DoubleLine CEO Jeffrey Gundlach says there’s some upside potential for gold and good support for a strong U.S. dollar. He shared these views during his “Penny for Your Thoughts” webinar in mid-June.
“Calls for much higher Treasuries yields are premature once again,” he remarked. The trading range is likely to stay between 2.2% and 2.8%, the fixed income expert says. “We are now at the midpoint of the range, so it’s not a bad time to think about bonds.”
In the first half of 2014, U.S. Treasuries made it to 2.44% and then moved up to 2.64%. “Pension plans are taking advantage of big equity gains to move from stocks to bonds,” Gundlach explained, “and that cyclical movement is having an impact.”

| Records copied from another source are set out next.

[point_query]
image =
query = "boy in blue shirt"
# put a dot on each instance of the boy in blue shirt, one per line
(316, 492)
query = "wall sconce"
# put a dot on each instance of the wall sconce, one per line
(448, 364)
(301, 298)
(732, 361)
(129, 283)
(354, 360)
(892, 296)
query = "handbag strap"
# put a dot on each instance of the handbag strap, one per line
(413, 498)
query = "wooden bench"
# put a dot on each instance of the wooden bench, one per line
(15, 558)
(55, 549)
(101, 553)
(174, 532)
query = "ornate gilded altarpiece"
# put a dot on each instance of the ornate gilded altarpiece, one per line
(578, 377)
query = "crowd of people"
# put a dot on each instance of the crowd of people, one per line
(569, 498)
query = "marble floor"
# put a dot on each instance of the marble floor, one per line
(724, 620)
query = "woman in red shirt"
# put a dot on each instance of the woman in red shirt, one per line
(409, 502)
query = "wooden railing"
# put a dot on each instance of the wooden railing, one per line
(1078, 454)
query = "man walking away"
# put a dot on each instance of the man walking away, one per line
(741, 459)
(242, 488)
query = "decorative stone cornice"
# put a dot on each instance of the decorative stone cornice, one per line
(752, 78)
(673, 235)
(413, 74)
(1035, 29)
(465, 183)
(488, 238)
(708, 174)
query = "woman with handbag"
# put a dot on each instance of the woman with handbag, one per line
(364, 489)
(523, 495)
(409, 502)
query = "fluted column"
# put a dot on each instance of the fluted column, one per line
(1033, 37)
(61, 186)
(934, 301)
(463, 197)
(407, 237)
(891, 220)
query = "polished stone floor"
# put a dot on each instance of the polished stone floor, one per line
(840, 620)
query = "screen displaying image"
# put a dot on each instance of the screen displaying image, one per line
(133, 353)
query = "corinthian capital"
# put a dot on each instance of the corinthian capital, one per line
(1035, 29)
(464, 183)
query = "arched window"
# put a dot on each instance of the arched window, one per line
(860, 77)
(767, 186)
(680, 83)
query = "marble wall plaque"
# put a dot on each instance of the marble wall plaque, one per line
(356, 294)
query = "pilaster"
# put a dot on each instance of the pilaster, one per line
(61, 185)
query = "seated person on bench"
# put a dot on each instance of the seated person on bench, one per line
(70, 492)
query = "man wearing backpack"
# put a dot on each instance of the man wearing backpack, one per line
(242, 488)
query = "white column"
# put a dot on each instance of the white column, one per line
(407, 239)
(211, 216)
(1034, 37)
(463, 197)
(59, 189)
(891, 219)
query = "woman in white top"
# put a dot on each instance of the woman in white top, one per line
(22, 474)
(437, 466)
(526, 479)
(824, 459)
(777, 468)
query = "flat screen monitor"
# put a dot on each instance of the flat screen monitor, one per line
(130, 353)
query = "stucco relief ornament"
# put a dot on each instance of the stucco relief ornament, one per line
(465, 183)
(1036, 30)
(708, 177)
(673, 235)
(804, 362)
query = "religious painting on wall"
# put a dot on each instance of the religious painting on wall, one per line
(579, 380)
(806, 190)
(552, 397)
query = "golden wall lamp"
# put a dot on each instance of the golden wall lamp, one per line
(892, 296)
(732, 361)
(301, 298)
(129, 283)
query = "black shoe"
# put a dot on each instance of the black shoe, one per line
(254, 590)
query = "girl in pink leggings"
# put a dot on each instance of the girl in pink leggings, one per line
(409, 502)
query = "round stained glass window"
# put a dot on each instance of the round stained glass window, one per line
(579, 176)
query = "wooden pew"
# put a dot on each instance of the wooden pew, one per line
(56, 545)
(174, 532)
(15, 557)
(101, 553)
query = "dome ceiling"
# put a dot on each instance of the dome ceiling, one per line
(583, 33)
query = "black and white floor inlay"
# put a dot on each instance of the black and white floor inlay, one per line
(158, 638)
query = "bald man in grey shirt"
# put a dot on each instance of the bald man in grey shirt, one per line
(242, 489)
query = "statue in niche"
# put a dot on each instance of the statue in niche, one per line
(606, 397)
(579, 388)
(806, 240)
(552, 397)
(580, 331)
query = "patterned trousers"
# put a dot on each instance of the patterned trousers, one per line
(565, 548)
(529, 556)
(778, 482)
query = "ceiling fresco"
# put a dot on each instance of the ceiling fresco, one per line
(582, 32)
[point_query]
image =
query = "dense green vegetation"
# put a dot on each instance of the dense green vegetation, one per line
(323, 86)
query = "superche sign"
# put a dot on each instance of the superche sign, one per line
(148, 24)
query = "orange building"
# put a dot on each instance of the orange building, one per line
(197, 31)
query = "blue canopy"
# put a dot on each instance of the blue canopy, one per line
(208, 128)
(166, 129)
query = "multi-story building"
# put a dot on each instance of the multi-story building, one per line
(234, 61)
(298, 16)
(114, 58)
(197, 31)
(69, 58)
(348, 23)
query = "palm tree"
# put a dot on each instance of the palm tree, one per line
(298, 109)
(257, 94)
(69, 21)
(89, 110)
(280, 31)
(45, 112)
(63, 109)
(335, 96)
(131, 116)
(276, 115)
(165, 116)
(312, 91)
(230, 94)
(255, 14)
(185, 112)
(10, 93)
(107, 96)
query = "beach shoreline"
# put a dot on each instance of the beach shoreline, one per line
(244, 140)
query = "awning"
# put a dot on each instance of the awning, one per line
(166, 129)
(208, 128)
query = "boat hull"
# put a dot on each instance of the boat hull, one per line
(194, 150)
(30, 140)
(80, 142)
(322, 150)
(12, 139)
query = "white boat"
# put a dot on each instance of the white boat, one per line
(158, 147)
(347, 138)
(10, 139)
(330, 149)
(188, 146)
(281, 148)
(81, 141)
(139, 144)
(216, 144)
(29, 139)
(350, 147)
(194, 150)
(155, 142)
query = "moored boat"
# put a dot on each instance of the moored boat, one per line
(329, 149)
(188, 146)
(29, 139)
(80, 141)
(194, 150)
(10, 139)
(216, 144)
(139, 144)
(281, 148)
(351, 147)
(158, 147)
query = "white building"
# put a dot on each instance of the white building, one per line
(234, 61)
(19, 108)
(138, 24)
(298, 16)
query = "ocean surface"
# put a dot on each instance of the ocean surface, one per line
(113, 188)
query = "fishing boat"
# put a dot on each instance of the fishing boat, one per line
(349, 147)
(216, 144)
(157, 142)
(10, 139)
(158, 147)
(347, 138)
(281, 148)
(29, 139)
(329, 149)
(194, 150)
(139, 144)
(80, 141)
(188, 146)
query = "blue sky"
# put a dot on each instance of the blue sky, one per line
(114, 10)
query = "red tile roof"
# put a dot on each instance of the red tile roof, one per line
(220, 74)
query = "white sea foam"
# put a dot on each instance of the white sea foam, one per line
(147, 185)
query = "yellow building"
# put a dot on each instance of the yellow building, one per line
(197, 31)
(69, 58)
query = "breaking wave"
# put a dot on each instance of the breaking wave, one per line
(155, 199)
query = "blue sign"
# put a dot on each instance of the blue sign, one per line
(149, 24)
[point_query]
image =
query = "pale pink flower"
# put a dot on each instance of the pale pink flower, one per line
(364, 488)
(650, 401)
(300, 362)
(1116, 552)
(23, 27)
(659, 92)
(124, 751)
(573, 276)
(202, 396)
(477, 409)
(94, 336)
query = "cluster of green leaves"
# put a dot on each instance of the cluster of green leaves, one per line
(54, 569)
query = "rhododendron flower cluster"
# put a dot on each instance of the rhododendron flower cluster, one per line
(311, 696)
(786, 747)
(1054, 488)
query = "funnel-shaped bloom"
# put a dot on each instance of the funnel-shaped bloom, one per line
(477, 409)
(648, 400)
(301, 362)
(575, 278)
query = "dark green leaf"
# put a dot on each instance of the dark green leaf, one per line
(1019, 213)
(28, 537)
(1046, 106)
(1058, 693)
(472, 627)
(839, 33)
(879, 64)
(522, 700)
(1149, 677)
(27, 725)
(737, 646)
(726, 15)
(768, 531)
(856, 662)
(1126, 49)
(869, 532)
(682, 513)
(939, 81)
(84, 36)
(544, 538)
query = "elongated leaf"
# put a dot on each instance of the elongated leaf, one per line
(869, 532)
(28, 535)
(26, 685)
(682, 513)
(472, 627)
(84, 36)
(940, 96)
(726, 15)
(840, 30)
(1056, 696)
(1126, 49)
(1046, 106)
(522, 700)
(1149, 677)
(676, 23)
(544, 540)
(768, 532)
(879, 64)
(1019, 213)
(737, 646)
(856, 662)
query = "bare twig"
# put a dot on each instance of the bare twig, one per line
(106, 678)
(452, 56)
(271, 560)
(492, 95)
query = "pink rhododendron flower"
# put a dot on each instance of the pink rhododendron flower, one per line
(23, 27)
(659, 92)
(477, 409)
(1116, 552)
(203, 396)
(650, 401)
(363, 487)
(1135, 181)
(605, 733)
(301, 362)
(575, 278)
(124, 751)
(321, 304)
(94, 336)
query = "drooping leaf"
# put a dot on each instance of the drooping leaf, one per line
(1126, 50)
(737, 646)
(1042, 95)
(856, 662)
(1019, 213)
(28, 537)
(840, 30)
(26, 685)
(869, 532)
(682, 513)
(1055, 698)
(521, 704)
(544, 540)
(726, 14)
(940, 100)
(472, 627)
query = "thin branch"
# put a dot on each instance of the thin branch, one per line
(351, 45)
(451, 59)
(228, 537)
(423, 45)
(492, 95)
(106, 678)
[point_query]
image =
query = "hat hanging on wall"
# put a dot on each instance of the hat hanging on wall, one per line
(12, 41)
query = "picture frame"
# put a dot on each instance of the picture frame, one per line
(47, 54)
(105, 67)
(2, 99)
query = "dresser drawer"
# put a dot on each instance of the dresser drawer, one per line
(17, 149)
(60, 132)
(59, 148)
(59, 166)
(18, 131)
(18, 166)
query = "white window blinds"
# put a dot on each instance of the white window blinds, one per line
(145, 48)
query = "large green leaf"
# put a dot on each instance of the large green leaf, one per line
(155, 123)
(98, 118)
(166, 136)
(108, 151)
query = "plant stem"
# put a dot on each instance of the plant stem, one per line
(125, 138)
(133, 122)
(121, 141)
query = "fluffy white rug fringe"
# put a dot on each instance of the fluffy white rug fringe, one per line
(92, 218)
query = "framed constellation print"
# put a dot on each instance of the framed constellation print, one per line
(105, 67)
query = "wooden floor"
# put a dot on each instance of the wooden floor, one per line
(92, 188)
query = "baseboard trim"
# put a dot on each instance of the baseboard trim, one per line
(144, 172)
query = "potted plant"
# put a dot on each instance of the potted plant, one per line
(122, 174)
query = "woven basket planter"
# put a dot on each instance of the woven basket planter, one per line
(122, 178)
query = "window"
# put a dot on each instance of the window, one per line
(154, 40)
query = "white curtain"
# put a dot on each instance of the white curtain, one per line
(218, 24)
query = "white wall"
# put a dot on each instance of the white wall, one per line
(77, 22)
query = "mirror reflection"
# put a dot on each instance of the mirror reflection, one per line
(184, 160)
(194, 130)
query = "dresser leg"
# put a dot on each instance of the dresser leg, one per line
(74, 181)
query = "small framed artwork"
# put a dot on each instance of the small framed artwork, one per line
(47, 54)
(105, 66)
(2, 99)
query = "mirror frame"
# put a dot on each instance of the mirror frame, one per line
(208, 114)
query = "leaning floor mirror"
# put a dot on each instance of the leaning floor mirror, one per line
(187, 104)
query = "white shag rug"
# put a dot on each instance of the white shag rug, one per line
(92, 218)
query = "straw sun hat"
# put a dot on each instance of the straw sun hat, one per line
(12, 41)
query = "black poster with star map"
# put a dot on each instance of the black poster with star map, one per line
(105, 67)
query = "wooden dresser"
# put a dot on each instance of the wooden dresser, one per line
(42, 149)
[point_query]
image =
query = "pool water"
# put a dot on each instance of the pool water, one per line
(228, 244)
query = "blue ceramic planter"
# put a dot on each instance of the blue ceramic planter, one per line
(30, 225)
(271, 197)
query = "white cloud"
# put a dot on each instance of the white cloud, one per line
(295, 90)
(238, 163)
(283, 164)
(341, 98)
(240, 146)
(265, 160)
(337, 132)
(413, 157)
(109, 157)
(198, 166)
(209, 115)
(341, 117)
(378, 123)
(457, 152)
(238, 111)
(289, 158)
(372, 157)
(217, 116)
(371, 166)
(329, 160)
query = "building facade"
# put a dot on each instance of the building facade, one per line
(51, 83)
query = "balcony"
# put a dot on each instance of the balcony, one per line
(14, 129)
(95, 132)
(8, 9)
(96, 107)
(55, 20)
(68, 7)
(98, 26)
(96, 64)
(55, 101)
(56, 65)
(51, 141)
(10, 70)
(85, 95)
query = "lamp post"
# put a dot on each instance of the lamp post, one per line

The bond-shop CEO believes interest rates of 4% are not expected until 2020. “That’s what the market is saying,” he explained on the call. Why are rates so low? “There’s a big short position in Treasuries” held by speculators, Gundlach said.
Of the $16.8 trillion of Treasuries, the Federal Reserve holds about $2.1 trillion, while the Social Security system has $2.6 trillion. The Chinese own $1.3 trillion of Treasuries, but other countries have double that amount.
As for the U.S. housing industry, new home-buying will likely “be much less than previously thought,” said Gundlach.